Simone de Beauvoir belki de kadınlık tarihinin en güçlü isimlerinden. Nisan 1986’da öldüğünde ardında kadın hareketi adına büyük bir miras bıraktı. Cenazesine katılan 5bin kişi onu uğurlarken artık unutulmazlar arasına girdiğinin herkes farkındaydı. İkinci cins kitabının yazarı Simone de Beauvoir’in külleri, kendisinden altı yıl önce ölen Jean Paul Sartre’nin yanında yerini aldı. Kadınlar ona çok şey borçlular. Bugün pek hatırlamasalar da yaşamlarında sahip oldukları pek çok imkânı, onun fikirlerinin yarattığı ve özgürleştirdiği bir ortama borçlular.
O, bir kadın olarak kelimenin tam manasıyla usta bir rol modeldi. Yaşamını kurmak isteyen her genç kadın için kılavuz olabilecek bir rehber, eserlerini okuyanlar için kendi hürriyet tanımlarını yaratabilecekleri bir dost. Kadınların yalnız olduğu ve yalnızlaştırıldığı bu dünyada, bu kadın gerçekten kadınca bir yaşam sürdürmeyi tercih etti. Erkeklerin dünyasında erkek taklidi yapmadan, onların gözlerinin içine baka baka kadınca yaşadı. Bugünlerde pek makbul olmayacak şekilde güçlüydü ve popüler kültürün kadınlara empoze ettiği her şeyi kendi ahlak anlayışının süzgecinden geçirmekte kararlıydı.
Sartre ile olan ilişkisi tam 51 yıl sürdü. Birbirleriyle geçirdikleri bu hayat tarifsizdi. Onların ilişkisinde aklınıza gelebilecek ve gelemeyecek her şey vardı. Tüm korkularınızı, tüm mahrem algılarınızı yıkabilirlerdi. Bunun hemen ardından çağımızın sevgisizliğe saplanmış haz bencilliğini boşa düşürecek kadar yoğun bir sevgiyi de birlikteliklerinde var edebildiler. Anlayacağınız onlar bizim pek de idrak edebileceğimiz insanlar değildi.

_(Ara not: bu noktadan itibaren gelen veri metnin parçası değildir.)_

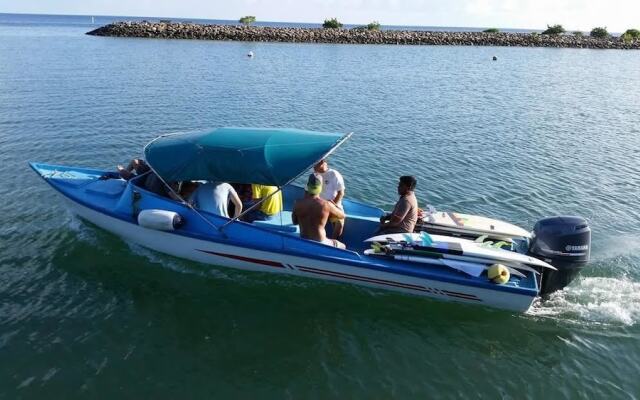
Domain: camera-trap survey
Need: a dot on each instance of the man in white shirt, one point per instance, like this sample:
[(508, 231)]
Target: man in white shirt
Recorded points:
[(214, 197), (333, 191)]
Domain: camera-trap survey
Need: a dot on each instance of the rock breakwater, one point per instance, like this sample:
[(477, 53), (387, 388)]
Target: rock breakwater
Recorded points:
[(168, 30)]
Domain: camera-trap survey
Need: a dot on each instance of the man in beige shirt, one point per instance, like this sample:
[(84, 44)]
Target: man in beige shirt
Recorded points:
[(405, 214)]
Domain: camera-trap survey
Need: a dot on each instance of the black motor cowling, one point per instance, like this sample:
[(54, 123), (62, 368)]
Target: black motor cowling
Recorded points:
[(565, 243)]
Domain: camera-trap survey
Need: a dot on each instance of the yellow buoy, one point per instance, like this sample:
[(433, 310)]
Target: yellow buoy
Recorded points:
[(498, 273)]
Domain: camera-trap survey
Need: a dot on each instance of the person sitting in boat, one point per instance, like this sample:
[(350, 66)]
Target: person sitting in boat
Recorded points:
[(270, 206), (312, 213), (333, 191), (405, 214), (136, 167), (215, 197), (154, 184)]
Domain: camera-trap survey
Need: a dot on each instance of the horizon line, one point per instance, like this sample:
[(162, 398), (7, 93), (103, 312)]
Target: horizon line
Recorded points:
[(285, 22)]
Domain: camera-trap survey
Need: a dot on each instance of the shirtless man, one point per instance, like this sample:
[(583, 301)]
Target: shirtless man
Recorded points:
[(312, 213)]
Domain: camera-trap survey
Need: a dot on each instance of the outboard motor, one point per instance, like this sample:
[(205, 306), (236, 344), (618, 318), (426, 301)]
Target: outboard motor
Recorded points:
[(565, 243)]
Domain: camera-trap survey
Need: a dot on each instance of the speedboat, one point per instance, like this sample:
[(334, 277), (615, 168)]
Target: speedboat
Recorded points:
[(435, 265)]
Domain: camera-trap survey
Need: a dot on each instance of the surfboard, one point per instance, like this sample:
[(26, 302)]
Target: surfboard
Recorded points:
[(470, 225), (470, 268), (459, 248)]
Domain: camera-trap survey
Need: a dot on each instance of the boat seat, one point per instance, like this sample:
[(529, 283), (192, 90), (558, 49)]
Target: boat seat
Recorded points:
[(280, 222), (108, 188)]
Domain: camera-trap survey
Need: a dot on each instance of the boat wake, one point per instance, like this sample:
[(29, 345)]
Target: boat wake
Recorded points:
[(594, 299)]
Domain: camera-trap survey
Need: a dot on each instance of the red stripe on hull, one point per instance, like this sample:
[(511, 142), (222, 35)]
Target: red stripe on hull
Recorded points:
[(363, 278)]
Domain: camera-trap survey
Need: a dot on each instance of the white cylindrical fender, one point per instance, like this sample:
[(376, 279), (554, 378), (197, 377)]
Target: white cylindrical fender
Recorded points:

Acısıyla Tatlısıyla Yarım Asır
Birbirlerine yaşam sevinci ve manevi zenginlik katan bu iki insan, iki yol arkadaşı gibi uzun soluklu ömürlerinde hep beraber yürüdüler. Düştüler kalktılar, yaşamla ve kötülüklerle birlikte savaştılar. Varoluşçuluk, onların birlikteliklerinin meyvesi oldu. Dünyalarının hakikatini çocukları gibi korudular ve düşünceleri sayısız meyveler verdi. Fikirleri, 1960’larda rol model olarak pek çok çevrede kabul de gördü. 1980’lere gelindiğinde onları lanetleyen, ahlaksızlık timsali bulan da oldu.
Tüm bunlara rağmen ayrılmaz bir şekilde birbirlerine ve ortak fikirlerine bağlı kaldılar. Hiç evlenmediler, hiç çocukları olmadı, aynı evde hiç yaşamadılar. Farklı insanlarla da ilişkileri oldu ama birbirlerine karşı hep dürüst olmayı ve bağlılıklarını sürdürdüler. Uzak mesafeler dahi onları birbirinden asla koparamadı. 1929 yılında tanıştılar, 1980’de Sartre’nin vefatıyla ayrıldılar.